The WTO’s 28th Trade Monitoring Report on global trade measures, launched yesterday (14 November), shows there has been an increase in trade restrictions among the G20 for the reporting period May to October 2022.

The report states that this is part of a pattern that has emerged since 2020, when “the pace of implementation of new restrictions by WTO members, in particular on the export side, has increased”.

Post-pandemic

While this was initially due to the Covid-19 pandemic, it has more recently been driven by the war in Ukraine and the resulting food security crisis. WTO members have gradually lifted some of these export restrictions.

But, according to the report, as of mid-October 2022, 52 export restrictions on food, feed and fertilizers and 27 Covid-19-related restrictions on essential products to combat the spread of the virus were still in place.

Of these, 44% of export restrictions on food, feed and fertilizers, and 63% of pandemic-related measures were maintained by G20 economies.

‘Wrong direction’

WTO director general Ngozi Okonjo-Iweala called on G20 countries, and all WTO members, to refrain from adopting new trade-restrictive measures that can further contribute to a worsening of the global economic outlook. She said:

“While some trade-restrictive measures have been lifted by G20 countries, our report indicates that the trend has been going in the wrong direction. Export restrictions contribute to shortages, price volatility, and uncertainty.”

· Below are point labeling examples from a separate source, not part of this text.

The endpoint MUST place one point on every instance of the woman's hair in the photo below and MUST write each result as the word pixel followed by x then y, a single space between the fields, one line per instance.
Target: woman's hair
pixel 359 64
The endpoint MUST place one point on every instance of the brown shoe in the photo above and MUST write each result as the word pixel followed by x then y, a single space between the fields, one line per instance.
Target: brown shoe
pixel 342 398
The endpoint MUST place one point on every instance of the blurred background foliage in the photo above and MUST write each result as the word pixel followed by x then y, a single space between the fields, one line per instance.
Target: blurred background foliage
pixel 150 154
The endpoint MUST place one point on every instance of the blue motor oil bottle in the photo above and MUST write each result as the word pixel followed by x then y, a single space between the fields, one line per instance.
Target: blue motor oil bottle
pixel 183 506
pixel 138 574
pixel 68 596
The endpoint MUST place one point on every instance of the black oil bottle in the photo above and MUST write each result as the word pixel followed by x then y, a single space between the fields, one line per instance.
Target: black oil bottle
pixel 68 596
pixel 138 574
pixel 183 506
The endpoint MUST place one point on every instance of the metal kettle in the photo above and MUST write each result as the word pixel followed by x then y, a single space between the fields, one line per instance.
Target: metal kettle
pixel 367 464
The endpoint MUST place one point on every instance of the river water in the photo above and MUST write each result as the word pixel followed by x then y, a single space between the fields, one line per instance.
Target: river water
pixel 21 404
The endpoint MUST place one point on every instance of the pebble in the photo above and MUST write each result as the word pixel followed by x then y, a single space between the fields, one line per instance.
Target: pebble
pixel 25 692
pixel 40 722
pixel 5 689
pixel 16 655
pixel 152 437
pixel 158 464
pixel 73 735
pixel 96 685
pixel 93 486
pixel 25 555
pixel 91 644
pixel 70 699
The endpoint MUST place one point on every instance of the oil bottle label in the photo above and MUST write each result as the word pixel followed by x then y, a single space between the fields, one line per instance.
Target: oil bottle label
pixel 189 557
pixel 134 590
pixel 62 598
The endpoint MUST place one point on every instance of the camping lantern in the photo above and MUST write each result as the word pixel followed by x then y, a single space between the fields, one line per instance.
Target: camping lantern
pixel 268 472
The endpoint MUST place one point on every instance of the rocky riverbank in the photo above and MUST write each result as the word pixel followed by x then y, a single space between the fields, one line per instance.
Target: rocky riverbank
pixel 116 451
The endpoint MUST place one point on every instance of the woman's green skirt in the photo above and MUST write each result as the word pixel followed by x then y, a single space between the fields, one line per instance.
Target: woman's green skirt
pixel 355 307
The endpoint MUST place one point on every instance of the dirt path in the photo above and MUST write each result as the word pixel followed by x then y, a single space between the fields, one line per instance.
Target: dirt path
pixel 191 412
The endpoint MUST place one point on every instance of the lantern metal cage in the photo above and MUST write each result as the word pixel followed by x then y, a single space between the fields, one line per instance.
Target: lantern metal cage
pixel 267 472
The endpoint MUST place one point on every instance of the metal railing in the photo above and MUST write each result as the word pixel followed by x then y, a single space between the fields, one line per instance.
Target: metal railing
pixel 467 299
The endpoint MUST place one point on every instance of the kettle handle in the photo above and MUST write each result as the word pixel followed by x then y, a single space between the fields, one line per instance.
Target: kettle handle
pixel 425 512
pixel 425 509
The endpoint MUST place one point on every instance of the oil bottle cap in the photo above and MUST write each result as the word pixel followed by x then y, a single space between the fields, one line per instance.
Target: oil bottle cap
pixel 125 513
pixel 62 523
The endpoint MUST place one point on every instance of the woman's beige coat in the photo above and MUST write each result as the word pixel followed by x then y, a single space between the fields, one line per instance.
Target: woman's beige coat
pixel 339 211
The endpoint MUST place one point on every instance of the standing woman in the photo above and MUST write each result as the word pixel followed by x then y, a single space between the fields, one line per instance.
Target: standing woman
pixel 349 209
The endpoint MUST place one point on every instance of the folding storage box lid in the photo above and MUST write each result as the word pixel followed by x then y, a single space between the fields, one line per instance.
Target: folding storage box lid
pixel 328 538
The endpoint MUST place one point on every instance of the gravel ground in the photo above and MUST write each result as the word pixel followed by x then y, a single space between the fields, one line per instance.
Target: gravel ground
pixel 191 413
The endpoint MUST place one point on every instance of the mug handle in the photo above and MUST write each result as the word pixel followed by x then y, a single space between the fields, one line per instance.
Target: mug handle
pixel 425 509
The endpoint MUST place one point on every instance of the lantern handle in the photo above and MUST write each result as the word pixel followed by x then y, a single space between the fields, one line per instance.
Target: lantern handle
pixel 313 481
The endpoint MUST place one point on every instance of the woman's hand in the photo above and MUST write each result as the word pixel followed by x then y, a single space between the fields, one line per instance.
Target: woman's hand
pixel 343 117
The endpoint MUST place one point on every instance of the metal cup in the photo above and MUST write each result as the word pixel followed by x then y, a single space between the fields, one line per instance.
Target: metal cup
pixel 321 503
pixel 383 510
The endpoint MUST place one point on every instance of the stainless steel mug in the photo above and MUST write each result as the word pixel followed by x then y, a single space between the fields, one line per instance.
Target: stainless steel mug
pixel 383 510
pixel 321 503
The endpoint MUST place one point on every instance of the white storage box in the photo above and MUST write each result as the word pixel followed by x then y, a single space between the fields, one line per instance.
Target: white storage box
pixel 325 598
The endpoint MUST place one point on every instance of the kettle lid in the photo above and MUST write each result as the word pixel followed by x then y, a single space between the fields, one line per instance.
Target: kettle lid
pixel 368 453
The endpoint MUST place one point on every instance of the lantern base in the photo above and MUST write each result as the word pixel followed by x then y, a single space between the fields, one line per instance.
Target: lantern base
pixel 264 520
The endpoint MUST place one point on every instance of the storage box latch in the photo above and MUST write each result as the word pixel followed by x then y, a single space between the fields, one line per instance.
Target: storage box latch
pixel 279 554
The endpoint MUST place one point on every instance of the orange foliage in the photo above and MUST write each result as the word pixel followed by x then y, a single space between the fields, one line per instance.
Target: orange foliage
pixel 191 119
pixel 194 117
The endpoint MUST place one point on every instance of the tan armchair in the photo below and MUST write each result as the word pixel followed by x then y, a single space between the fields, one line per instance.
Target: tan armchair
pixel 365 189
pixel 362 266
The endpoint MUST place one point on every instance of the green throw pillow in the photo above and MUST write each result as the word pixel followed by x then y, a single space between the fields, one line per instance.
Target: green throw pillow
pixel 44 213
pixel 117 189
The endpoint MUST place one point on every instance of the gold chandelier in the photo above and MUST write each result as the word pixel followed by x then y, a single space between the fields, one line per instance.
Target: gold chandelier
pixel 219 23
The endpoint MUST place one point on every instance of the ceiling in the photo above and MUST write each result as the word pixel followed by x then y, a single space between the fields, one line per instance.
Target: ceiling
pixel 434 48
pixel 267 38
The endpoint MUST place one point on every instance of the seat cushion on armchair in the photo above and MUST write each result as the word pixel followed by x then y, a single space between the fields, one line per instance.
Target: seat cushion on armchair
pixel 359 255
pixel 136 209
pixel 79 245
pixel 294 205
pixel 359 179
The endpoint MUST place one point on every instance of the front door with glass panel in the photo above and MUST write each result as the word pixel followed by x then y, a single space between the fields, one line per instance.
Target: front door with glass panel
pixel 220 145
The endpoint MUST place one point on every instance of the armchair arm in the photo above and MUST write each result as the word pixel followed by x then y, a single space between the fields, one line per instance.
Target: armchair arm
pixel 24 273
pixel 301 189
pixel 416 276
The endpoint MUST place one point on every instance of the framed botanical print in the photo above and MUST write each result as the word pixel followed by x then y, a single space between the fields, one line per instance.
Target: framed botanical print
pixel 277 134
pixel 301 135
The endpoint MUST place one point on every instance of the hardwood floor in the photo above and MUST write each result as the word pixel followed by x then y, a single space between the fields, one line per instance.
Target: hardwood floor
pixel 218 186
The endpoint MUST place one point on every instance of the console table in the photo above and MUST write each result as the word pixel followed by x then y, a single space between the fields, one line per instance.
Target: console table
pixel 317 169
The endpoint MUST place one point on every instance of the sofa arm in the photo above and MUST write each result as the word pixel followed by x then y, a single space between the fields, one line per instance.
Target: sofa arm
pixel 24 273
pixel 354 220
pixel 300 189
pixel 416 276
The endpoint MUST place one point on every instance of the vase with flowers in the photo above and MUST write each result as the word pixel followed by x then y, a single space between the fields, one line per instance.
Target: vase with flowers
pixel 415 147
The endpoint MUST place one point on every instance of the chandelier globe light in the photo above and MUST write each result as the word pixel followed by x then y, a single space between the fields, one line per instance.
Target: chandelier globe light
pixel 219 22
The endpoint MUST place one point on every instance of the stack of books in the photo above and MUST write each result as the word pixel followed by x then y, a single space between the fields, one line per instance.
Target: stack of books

Okonjo-Iweala, who is attending the G20 Leaders' Summit in Bali, called on G20 economies to build on pledges made at the 12th Ministerial Conference in June 2022 to keep markets open and predictable, so that goods can flow to where they are needed.

Draft communiqué 

The FT reports that diplomats at the G20 Summit have agreed a draft communiqué that will prevent this being the first ever meeting to end without a statement from the gathered leaders.

If signed off, it will highlight the need for the world to “reject entering an era of war” and will condemn threats to use nuclear weapons. The wording, if accepted, is more a direct and resolute warning to Vladimir Putin than many Western experts had predicted.

Changing tune on Russia

As the WTO report highlights the negative impact of the war in Ukraine on global trade – and amid concerns of the economic damage being done globally – so countries previously supportive of, or at least neutral to, the Russian invasion seem more willing to condemn it. 

China’s president, Xi Jinping, spoke of how the G20 “must resolutely oppose the attempt to politicise food and energy issues or use them as tools and weapons”.